WINDSOR CASTLE.


[CHAPTER IX]

THE CASTELLATED MANSION AND MANOR-HOUSE

The reason for the disuse of castles is popularly attributed to the invention of gunpowder, but the introduction of cannon can hardly be accepted as entirely responsible for the decline, and we must therefore seek for other reasons which, added to the first, eventually succeeded in effecting their destruction and abandonment. The use of gunpowder was introduced into England in the first half of the fourteenth century, the first authentic date being 1327, when Edward III. employed it in his campaign against the Scots. The first reference by Froissart is in 1339, cannon being specifically mentioned, while at Cressy in 1346 there were a number of those weapons in use. These early pieces were, however, of small calibre and were provided with such indifferent powder that against the walls of a castle they were practically innocuous, and it was not until the invention of trunnions for cannon, and of bombards capable of throwing heavy spherical shot in the fifteenth century, that fortified places had anything to fear.

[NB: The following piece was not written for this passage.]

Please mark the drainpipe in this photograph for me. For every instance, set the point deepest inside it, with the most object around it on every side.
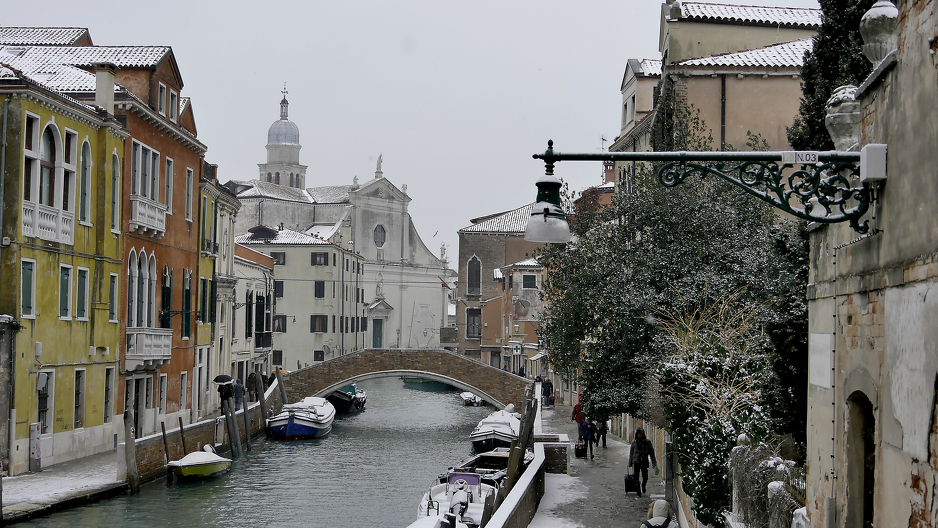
(723, 112)
(11, 423)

But long before 1327 the English castle had begun to show signs of falling into abeyance, in fact but very few new structures of that class were erected after the close of the thirteenth century, and those that did spring into existence no longer exhibited the overwhelming strength and powers of resistance which stamped the erections of the preceding century. When prosecuting his war with France, Edward III., in 1337, endeavoured to leave the Kingdom in as defensible a condition as possible during his absence, and with that object in view ordered the keepers of the Royal castles to put their respective charges into first-class order. In spite of this a report upon their efficiency a few years later revealed the fact that several were utterly unfit to withstand a siege. In 1322, when the incensed Edward II. raised forces to avenge the insult to his queen by Bartholomew de Badlesmere at Leeds Castle, and quickly captured that place, Tickhill, Warwick, Tutbury, and others, the ease with which they fell into his hands indubitably proves that they were no longer in a thoroughly defensive condition. And this, be it remembered, was before the introduction of gunpowder.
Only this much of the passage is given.